Second, since mysticism is native to the soul of man and the common experience of all who rise above the animal, it is not an exclusive possession of any set of adepts to be held as a secret. Any man who bows in prayer, or lifts his thought heavenward, is an initiate into the eternal mysticism which is the strength and solace of human life.
Third, the old time Masons were religious men, and as such sharers in this great human experience of divine things, and did not need to go to Hidden Teachers to learn mysticism. They lived and worked in the light of it. It shone in their symbols, as it does in all symbols that have any meaning or beauty. It is, indeed, the soul of symbolism, every emblem being an effort to express a reality too great for words.
So, then, Masonry is mystical as music is mystical—like poetry, and love, and faith, and prayer, and all else that makes it worth our time to live; but its mysticism is sweet, sane, and natural, far from fantastic, and in nowise eerie, unreal, or unbalanced. Of course these words fail to describe it, as all words must, and it is therefore that Masonry uses parables, pictures, and symbols.
[124] Seventeenth Century Descriptions of Solomon's Temple, by Prof. S.P. Johnston (A. Q. C., xii, 135).
[125] Transactions Jewish Historical Society of England, vol. ii.
[126] Smith's Dictionary of the Bible, article "Temple."
[127] Jewish Encyclopedia, art. "Freemasonry." Also Builder's Rites, G.W. Speth.

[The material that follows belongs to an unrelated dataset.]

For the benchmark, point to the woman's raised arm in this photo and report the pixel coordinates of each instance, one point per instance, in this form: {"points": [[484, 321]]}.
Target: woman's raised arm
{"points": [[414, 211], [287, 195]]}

[128] In the Book of Constitutions, 1723, Dr. Anderson dilates at length on the building of the Temple—including a note on the meaning of the name Abif, which, it will be remembered, was not found in the Authorized Version of the Bible; and then he suddenly breaks off with the words: "But leaving what must not, indeed cannot, be communicated in Writing." It is incredible that he thus introduced among Masons a name and legend unknown to them. Had he done so, would it have met with such instant and universal acceptance by old Masons who stood for the ancient usages of the order?